ALER: Falando na OEA, a Organização de Estados Americanos, o que o senhor espera do informe que apresentará semana próxima?

-Bem, segunda feira próxima o senhor Inzulsa apresentará esse informe daqui para a Assembleia da OEA. Eu acredito que estão bem informados, esperamos que os países membros da OEA tenham uma posição bastante clara depois de serem informados pormenorizadamente do que aconteceu aqui, muito parecido com o golpe de estado que aconteceu há três anos em Honduras. Acredito que com serenidade e firmeza, os países membros da OEA terão sua opinião e seu veredicto a respeito do golpe de estado parlamentário acontecido aqui, na sexta feira negra, em 22 de junho passado.

ALER: Lugo, continuamos tendo a possibilidade de nos contatar com as distintas redes da ALER via satélite. Agora estamos em contato com o Fórum Argentino de Rádios Comunitárias. Pepe Frutos está aí? Lugo está ouvindo, vá em frente.

-Boa tarde, um grande prazer participar desde Farco desta entrevista. Desde aqui expressamos nosso repúdio ao golpe de estado que derrocou o Presidente Fernando Lugo e vemos com muita preocupação o que está acontecendo em Paraguai. A pergunta que queremos fazer é qual é o principal ensinamento que lhe deixou esta situação que terminou com sua destituição? O que se pode aprender do acontecido, qual é a lição, tanto para os setores populares do Paraguai como para os governos populares de América Latina?

– Em primeiro lugar vejo que a grande lição é que (com relação ao) poder deve se ir cultivando-o, ir assumindo e fazendo uso do poder em favor dos mais desprotegidos, dentro de uma linha de consenso, dentro de uma linha também democrática. Creio que a ruptura do processo democrático do Paraguai deixa a grande lição de que ainda há setores ou bolsões antidemocráticos fascistas de direita em todos os países de América Latina e que buscam bloquear os processos democráticos que se instalaram. Nós, quando nos reuníamos na UNASUL, nos orgulhávamos do bom momento democrático que estávamos vivendo, de que nenhuma sombra antidemocrática caia sobre nossos países, nos orgulhávamos de que todos os presidentes foram eleitos em eleições livres e transparentes, porém essas sombras negras, essas nuvens negras antidemocráticas, existem em todos os países esses bolsões de golpistas, que não são como na época dos militares com seus tanques nas ruas, com suas mortes, derramando sangue. Hoje os golpes de estado são muito mais refinados, feitos em laboratório e executados rapidamente, de modo Express, como fizeram aqui no Paraguai.
Vocês me desculpem, estou com outra linha me esperando, eu também tinha me comprometido também com os companheiros do Chile, assim é que lhes agradeço a oportunidade.

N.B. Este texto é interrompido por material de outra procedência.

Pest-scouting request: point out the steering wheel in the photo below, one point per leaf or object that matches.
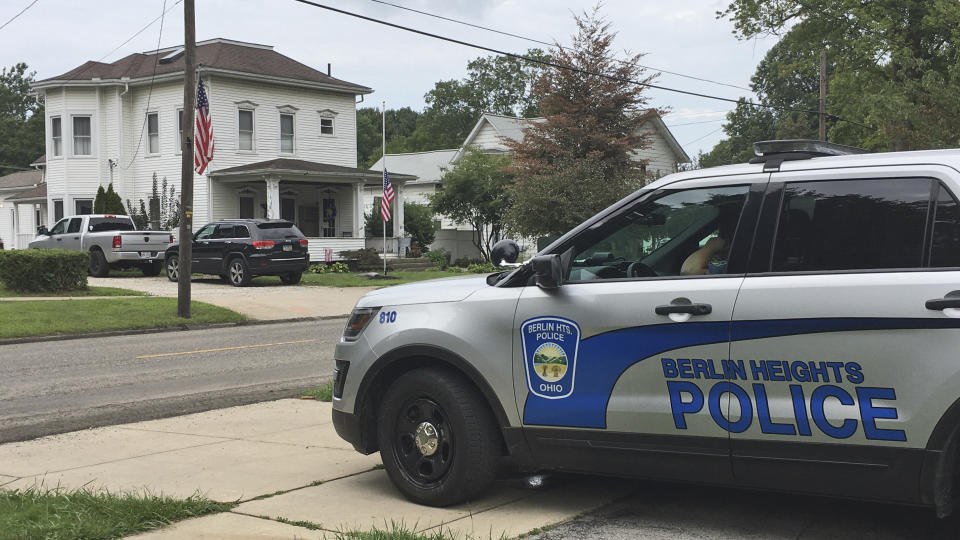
(638, 269)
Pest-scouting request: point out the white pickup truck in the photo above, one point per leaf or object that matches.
(113, 242)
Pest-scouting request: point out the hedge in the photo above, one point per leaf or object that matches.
(44, 270)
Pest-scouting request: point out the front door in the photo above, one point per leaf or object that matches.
(627, 358)
(847, 369)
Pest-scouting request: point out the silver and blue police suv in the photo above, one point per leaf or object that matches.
(792, 324)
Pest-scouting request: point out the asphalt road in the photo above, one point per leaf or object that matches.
(59, 386)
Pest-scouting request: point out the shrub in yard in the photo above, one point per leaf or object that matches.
(366, 258)
(439, 257)
(44, 270)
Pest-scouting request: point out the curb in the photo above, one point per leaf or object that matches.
(161, 329)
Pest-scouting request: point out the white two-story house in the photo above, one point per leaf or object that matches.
(284, 134)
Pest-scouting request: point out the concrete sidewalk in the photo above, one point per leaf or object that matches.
(283, 462)
(260, 301)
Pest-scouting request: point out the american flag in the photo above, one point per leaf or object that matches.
(203, 135)
(387, 196)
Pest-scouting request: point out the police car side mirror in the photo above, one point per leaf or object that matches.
(549, 271)
(504, 250)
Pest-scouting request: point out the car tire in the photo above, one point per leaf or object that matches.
(173, 268)
(238, 274)
(291, 278)
(98, 264)
(455, 427)
(152, 269)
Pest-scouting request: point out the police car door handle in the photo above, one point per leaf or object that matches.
(692, 309)
(940, 304)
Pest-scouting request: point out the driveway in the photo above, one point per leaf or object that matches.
(263, 300)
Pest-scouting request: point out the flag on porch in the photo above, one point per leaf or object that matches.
(387, 196)
(203, 134)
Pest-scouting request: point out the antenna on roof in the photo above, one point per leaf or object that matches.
(177, 53)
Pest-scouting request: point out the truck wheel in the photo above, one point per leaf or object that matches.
(173, 268)
(291, 278)
(238, 273)
(98, 264)
(438, 440)
(152, 268)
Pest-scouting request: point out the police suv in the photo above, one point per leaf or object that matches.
(791, 324)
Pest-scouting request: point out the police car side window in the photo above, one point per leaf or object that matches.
(852, 225)
(679, 233)
(945, 241)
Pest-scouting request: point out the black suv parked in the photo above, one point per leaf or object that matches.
(239, 249)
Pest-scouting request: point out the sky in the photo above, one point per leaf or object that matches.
(684, 37)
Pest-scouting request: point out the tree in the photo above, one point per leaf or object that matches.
(475, 191)
(21, 118)
(579, 160)
(896, 65)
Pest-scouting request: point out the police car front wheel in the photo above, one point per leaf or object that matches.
(438, 440)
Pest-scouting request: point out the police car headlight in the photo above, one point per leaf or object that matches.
(359, 320)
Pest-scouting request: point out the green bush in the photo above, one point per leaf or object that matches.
(332, 268)
(44, 270)
(481, 268)
(439, 257)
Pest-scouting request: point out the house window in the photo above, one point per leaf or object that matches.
(246, 207)
(179, 143)
(326, 126)
(56, 136)
(153, 133)
(82, 136)
(246, 129)
(286, 133)
(83, 206)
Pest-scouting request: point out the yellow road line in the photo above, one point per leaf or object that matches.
(226, 348)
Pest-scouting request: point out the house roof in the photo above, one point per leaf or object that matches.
(511, 127)
(303, 167)
(38, 193)
(223, 55)
(21, 179)
(426, 166)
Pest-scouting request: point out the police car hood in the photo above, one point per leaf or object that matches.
(452, 289)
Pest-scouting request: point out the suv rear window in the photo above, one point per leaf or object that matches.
(278, 230)
(110, 224)
(852, 225)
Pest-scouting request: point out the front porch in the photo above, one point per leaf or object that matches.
(324, 201)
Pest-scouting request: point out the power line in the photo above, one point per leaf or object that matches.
(703, 137)
(569, 68)
(533, 40)
(22, 11)
(146, 115)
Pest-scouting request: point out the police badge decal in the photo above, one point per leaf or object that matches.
(550, 355)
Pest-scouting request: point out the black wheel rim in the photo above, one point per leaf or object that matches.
(423, 470)
(236, 272)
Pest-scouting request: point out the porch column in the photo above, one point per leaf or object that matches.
(358, 231)
(273, 197)
(398, 210)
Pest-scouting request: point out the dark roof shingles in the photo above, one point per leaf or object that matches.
(218, 54)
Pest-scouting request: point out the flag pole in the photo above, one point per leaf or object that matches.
(384, 140)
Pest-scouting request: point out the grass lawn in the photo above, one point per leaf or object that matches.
(48, 317)
(90, 291)
(320, 393)
(61, 514)
(352, 280)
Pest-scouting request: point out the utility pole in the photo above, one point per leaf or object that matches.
(823, 95)
(186, 168)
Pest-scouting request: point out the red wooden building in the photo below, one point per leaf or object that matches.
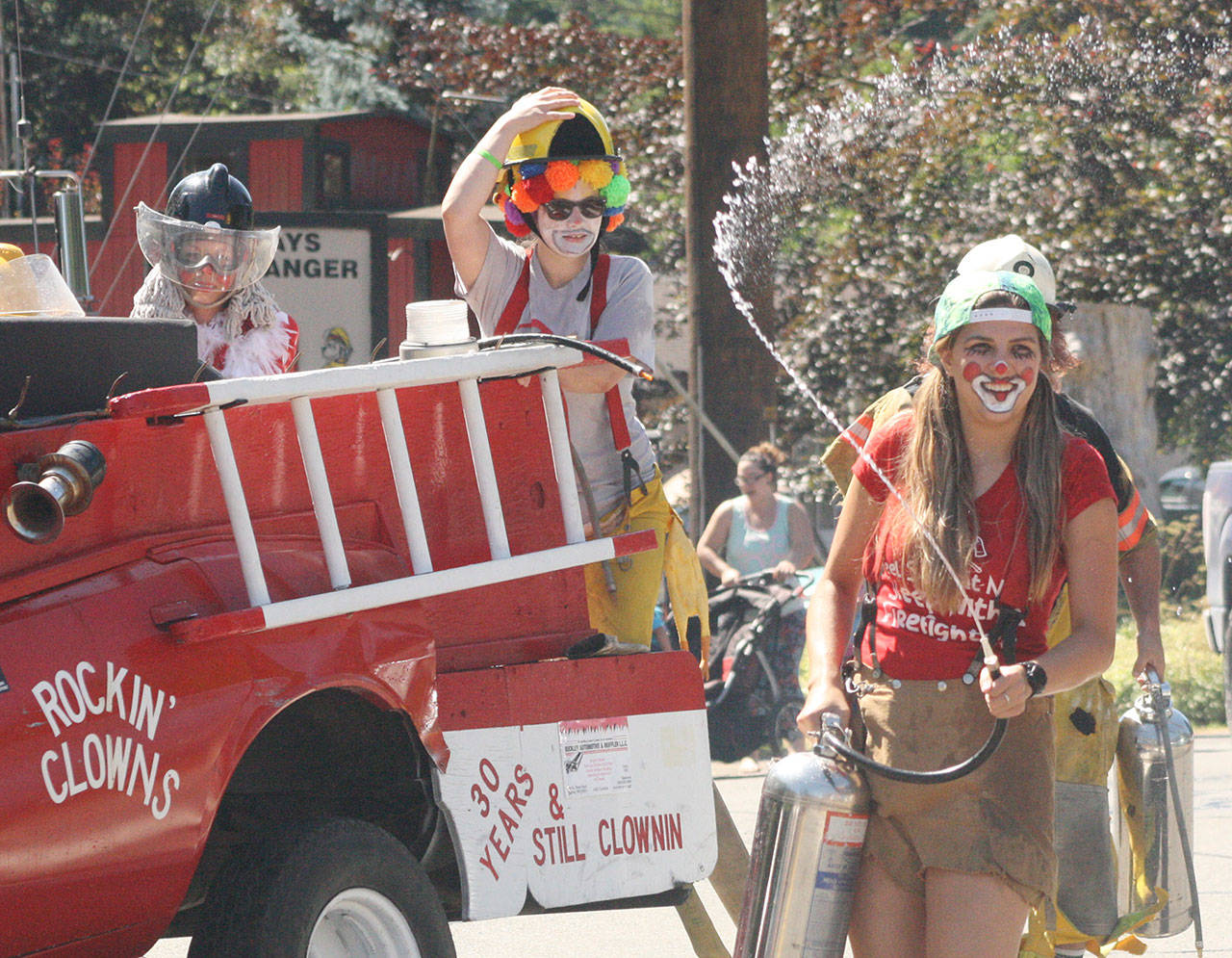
(356, 194)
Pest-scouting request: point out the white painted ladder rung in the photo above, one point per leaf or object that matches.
(558, 436)
(237, 506)
(484, 471)
(404, 481)
(321, 498)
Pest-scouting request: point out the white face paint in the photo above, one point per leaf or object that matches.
(576, 234)
(999, 360)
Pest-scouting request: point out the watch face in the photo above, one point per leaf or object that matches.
(1035, 676)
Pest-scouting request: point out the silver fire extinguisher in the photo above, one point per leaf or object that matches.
(1155, 759)
(806, 856)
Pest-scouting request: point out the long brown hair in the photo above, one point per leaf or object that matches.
(937, 481)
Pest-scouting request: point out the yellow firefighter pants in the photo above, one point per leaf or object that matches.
(629, 611)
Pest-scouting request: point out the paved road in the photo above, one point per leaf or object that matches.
(656, 932)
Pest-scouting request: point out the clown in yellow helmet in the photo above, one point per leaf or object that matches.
(552, 158)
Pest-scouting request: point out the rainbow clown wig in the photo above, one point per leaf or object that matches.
(551, 159)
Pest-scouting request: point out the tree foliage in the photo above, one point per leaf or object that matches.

ALER: Lugo, muito obrigado. Foram os 15 minutos que tínhamos programado, pudemos fazer as perguntas principais, sempre sobra muito mais para dialogar.(…) Amigos e amigas de América Latina, às diversas redes e a todos que estiverem escutando, foi uma enorme satisfação.

(Equipe técnica desta entrevista feita por Contacto Sur/ALER: Eliana Estrella, coordenação, equipe de produção e imprensa e o entrevistador foi Walter Carriqueo)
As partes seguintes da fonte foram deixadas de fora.